Throughout college, I held four internship positions. Each in a different field of study and each taught me invaluable lessons. I spent countless hours lugging kegs to office parties, researching only to have my work scrapped, and fighting to stand out in the pack. I was able to create a diverse resume and hone my business skills but not without a price to my emotional health. Throughout my years of working for little or no pay, two internships had one major thing in common: I felt vastly underappreciated.

If it’s been a while since you were an unpaid college student, you might jump to the conclusion that I was paying my dues, but I disagree. In any job, it’s not a task or title that gives a sense of purpose. It’s whether we feel that we’re contributing something of value.  You can run your boss’s errands with your head held high if you are certain that he or she appreciates your work ethic. Conversely, you can have the highest paying job in the company and feel like no one acknowledges your efforts. Noticing the goodness of your team is no small feat.

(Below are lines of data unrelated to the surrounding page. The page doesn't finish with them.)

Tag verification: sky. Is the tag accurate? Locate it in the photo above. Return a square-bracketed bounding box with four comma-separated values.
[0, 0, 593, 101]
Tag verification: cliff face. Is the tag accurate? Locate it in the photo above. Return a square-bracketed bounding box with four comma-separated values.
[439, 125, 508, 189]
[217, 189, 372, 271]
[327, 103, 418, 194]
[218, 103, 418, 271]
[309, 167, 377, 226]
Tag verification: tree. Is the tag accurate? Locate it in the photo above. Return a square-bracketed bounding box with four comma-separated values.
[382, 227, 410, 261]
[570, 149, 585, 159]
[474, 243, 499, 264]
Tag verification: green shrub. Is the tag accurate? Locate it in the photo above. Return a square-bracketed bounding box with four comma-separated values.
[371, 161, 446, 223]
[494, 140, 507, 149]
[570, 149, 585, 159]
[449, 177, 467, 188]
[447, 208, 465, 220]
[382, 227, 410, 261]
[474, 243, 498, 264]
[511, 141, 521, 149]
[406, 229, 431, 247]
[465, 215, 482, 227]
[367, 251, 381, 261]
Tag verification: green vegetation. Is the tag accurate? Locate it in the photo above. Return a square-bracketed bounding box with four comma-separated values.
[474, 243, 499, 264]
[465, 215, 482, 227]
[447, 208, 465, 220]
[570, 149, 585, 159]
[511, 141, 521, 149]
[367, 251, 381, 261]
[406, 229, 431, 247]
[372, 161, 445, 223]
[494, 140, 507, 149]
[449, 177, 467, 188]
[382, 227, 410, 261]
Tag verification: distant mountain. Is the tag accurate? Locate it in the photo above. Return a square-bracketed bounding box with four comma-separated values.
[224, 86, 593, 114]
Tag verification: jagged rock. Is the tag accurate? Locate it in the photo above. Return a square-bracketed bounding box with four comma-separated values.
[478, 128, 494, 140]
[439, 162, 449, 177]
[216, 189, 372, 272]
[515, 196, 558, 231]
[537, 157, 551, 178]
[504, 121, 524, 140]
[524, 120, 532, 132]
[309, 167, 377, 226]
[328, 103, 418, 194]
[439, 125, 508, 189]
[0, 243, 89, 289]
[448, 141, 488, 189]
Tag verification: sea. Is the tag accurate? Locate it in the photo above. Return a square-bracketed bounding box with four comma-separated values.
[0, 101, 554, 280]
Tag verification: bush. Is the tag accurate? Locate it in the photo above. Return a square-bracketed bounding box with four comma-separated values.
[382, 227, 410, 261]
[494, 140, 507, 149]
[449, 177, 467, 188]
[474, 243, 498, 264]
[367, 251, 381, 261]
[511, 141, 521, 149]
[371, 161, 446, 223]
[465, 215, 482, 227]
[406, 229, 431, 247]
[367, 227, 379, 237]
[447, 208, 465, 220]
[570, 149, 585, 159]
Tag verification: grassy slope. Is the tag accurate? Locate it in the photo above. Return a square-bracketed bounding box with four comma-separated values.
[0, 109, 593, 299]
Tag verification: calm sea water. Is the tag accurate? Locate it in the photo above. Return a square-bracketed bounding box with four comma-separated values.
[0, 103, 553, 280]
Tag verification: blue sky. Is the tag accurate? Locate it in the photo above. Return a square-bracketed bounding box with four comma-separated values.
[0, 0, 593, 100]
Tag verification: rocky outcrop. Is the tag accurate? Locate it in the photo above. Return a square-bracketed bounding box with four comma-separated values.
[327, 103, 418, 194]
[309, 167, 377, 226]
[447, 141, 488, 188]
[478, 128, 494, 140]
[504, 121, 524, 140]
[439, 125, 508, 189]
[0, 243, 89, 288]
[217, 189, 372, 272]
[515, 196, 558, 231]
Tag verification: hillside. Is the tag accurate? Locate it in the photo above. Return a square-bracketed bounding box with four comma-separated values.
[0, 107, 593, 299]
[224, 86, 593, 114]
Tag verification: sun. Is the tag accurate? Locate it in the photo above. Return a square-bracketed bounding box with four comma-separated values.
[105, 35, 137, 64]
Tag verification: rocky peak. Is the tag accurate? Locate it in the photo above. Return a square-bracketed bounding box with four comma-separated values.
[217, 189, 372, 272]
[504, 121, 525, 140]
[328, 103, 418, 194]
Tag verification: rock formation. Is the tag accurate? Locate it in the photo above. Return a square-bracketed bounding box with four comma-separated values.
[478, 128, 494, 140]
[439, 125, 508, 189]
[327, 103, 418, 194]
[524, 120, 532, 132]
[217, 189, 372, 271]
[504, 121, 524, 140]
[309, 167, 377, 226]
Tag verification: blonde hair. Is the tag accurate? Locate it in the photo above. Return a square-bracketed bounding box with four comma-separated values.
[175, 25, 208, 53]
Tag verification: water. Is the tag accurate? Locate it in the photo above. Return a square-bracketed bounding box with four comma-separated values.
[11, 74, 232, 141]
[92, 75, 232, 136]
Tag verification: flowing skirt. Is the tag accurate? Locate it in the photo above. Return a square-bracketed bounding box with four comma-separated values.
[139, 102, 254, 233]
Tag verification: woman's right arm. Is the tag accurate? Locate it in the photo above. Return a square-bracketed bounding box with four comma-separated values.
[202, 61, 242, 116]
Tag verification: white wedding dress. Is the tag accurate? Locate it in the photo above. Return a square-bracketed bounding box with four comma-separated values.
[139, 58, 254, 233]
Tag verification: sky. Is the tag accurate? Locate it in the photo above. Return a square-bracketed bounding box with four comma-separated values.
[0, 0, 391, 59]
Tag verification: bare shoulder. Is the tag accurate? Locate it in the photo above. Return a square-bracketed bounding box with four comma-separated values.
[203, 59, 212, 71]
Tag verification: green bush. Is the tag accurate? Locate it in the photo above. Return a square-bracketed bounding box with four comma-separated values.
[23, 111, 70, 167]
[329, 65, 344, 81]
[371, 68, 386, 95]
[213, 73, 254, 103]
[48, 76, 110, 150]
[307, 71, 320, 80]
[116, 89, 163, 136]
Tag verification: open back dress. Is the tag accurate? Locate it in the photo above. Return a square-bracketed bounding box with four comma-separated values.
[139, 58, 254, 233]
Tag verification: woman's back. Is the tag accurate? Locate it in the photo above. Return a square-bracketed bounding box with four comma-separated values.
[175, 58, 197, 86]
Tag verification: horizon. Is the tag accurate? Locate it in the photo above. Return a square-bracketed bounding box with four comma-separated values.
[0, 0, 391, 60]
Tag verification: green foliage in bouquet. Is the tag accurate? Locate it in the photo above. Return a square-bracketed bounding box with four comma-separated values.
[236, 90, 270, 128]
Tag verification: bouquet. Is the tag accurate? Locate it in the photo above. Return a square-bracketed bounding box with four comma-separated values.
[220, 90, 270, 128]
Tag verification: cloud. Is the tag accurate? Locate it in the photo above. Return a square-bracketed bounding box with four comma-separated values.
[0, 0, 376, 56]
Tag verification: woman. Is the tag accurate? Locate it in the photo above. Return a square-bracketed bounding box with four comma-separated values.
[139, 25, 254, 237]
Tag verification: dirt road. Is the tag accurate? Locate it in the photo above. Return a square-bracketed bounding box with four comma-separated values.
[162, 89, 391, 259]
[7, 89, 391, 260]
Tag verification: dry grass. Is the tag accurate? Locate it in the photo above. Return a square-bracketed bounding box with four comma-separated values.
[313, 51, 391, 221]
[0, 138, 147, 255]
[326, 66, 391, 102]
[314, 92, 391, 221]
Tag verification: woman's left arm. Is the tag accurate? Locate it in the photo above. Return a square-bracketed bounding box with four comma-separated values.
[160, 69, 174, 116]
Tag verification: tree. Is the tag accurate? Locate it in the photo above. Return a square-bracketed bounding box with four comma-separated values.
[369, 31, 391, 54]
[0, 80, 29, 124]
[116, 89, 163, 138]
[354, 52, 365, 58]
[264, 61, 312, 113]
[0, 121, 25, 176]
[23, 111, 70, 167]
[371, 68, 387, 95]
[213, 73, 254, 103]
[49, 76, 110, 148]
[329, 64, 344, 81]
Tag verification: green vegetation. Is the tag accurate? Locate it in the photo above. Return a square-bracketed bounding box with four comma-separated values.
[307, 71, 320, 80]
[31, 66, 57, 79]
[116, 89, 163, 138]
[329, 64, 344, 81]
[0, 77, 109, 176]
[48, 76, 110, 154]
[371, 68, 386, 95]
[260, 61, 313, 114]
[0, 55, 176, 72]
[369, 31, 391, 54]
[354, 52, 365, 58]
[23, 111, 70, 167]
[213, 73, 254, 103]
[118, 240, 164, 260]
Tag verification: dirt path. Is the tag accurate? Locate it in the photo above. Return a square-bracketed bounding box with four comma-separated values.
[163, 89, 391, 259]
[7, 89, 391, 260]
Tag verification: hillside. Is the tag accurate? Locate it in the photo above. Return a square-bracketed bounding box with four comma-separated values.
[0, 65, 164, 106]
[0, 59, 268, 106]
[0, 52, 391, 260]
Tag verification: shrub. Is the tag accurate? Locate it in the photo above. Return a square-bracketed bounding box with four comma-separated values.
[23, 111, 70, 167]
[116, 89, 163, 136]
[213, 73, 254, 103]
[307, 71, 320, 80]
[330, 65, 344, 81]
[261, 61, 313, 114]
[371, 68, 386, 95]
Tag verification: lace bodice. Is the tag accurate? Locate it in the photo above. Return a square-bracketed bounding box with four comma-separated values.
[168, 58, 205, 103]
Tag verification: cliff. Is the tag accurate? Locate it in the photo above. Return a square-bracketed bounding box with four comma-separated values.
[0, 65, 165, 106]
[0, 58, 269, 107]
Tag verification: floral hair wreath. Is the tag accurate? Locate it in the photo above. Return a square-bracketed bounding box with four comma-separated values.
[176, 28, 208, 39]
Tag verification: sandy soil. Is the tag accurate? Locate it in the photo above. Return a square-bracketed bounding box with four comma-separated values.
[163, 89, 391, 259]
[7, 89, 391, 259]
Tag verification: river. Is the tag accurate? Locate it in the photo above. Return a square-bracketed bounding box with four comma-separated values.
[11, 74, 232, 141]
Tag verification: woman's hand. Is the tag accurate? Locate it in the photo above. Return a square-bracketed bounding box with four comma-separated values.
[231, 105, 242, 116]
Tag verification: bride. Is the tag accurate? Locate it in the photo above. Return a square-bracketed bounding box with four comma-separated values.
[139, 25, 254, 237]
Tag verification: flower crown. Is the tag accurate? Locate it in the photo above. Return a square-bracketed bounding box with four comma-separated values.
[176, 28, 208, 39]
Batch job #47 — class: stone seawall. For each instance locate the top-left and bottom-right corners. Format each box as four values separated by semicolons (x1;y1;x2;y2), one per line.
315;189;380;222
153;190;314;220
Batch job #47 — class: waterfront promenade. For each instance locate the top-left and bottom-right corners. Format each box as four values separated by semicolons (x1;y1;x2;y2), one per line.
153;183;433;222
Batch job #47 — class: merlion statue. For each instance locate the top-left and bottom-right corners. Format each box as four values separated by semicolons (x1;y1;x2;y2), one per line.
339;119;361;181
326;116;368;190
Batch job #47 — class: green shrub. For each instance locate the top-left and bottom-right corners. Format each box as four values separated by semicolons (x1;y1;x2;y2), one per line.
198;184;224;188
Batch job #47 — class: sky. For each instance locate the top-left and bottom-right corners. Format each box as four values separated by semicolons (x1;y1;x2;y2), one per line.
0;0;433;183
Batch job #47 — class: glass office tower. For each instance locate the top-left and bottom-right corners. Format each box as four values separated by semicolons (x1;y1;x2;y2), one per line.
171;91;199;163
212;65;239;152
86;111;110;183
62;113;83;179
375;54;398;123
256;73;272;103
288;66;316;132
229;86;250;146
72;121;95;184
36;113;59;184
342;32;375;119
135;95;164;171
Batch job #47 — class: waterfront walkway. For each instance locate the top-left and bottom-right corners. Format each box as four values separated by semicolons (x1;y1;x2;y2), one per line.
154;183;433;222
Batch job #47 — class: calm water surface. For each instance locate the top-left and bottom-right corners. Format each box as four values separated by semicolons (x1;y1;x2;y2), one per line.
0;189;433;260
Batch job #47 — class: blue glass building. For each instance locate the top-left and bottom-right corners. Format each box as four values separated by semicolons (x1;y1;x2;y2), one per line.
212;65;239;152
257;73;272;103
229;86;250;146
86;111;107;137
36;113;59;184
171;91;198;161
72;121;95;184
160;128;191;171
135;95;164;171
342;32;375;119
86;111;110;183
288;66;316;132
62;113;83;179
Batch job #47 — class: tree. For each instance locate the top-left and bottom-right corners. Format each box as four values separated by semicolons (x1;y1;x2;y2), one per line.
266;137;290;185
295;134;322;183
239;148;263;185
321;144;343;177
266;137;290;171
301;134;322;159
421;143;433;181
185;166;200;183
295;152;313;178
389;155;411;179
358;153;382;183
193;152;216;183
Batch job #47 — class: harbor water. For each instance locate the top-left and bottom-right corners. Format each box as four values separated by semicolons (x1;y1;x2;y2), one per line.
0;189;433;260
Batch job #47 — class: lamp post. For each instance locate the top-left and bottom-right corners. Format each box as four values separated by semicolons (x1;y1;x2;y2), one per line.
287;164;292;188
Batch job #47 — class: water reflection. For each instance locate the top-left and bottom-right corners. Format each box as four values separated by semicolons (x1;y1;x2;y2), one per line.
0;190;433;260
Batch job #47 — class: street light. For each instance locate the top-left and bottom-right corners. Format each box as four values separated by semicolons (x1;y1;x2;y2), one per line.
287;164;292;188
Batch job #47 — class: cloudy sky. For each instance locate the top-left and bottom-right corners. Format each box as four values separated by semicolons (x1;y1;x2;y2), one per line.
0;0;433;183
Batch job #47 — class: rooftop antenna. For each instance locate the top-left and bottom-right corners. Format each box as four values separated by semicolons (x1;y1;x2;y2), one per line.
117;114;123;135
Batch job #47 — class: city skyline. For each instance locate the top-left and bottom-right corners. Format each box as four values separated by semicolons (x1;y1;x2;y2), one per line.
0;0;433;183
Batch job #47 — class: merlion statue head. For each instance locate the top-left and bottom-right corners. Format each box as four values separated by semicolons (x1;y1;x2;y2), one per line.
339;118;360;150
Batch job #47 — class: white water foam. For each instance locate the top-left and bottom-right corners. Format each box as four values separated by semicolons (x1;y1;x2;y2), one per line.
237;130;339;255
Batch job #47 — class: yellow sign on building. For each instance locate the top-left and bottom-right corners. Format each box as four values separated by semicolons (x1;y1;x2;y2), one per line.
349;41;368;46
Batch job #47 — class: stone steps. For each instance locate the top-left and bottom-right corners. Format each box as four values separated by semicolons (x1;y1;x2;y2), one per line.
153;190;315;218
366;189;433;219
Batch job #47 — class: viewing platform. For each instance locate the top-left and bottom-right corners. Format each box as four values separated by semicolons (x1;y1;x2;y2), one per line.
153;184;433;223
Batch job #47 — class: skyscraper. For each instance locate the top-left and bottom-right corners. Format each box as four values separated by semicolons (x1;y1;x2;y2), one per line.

Leadership gurus Jim Kouzes and Barry Posner wrote:

“We need to feel connected to others and, in turn, they to us, because greatness is never achieved all by ourselves – alone. Encouraging the Heart is the leadership practice that connects us with one another. It signals and documents that we’re in “this” together – whatever this project, program, campaign, neighborhood, congregation, division, and so on, may be.”

Feeling undervalued does nothing to boost performance. It is one of the most common reasons that a person grows to resent a job and eventually walks away. In fact, the more you forget to acknowledge your team, the more isolation you create. This isn’t just crucial for employers to understand. You can encourage the hearts of your coworkers or managers by expressing thanks and support for their contributions. Each of us has felt the sting of being passed over for a promotion or unacknowledged for our efforts. So, strive to be intentional with your compliments.

If you feel like you’re overworked and underappreciated, it’s time for a positive confrontation. Take the initiative to ask for a performance review. Approach the situation with respect, and show that you want to be noticed. It might not be your fault that they haven’t affirmed your talents, but there’s no excuse to nurse your hurt feelings and sulk. If positive confrontation doesn’t have an effect on the issue, it might be time to consider calling it quits.

Learn to give credit where credit is due, no matter your role, or your sense of purpose will crumble.